Once again, I have some stuff I need to get off of my chest.  And, if you don't like it, move along -  there's no need for snarky comments...

I've not been feeling well for almost a week now.  It's difficult for me to describe how I've felt because, more than anything, I've just felt off. I've been nauseated {only eating one meal a day}, lightheaded, my head has been throbbing, etc.  I've just felt icky.  I told Chad that I'm feeling much like I did a week before I was induced with Charleigh, the night they admitted me for observation.  

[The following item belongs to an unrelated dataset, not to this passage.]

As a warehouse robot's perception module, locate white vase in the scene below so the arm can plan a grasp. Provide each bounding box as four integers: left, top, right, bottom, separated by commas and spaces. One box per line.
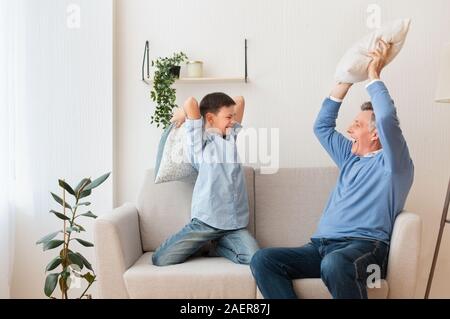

I broke down {at the urging of one of my good friends} and called my OB today.  They got me in at 1115 this morning, and I worried about what he was going to say.  More than anything, I was terrified that he was going to admit me for fluids.

I was also really embarrassed going into my appointment.  You see, I had my appointment with MFM on Monday, and I was scheduled for an appointment with my OB after that appointment.  Unfortunately, my MFM was running behind and my OB had to go to the hospital for a delivery.  My OB is awesome, though.  Even though he didn't have time to see me he dropped by my appointment at the high risk clinic on his way to the hospital.  I got maybe five minutes with him, and I pretty much lied to him and told him I was feeling "great." Sigh...

Obviously, I was embarrassed seeing him again.  And I was afraid of telling him how I felt.  I know that I should tell him, he's a doctor and he's not going to ridicule me, but I don't want him to think I'm a whiny baby. {even though we all know that I am quite whiny}. Basically when I told him what was going on and how long it'd been happening, I started crying.  He gave me some time to compose myself while he did an exam, and then he came in and did the ultrasound to Che k the babies.  Then we talked.  I straight up admitted to him that I don't like to admit when somethin is amiss, because I want to be strong. {obviously I was crying} The good news is that my bp is back within a normal range, and although I have those wacky readings, he's not going to worry about it until I'm 20 weeks.  I broke down and bought a home blood pressure cuff, so it will be easier to stay on top of my bp.  He decided to prescribe me a third antiemetic to assist in my eating, so now I'm on Diclegis, Zofran (3x/day) and Phenergan (up to 6x/day). I'm going to give this cocktail a try,

We talked about everything - what, when & how I eat. Basically, I need to eat smaller frequent meals and snack often.  I need to drink more water and rest more.  The three diagnoses, if you will, were poor nutrition, dehydration and over-exertion {pretty sure thats from all the stuff I do chasing Charleigh around and packing}. So, let's just hope this helps.  He apologized to me because I'm feeling so badly (not his fault) and told me to cut Chad some slack because he really does want to help, but he doesn't know how.  I made him promise to ask me if I'm really "good" or "fine."  He also recommended that I get protein powder for my yogurt parfaits and some cute little snacks to munch on.  An excuse to go to Target?! Count me in!

So I'm apologizing for this entry, as I know it's pretty depressing.  Hopefully this appointment (and new medicine) will help steer me in thr right direction!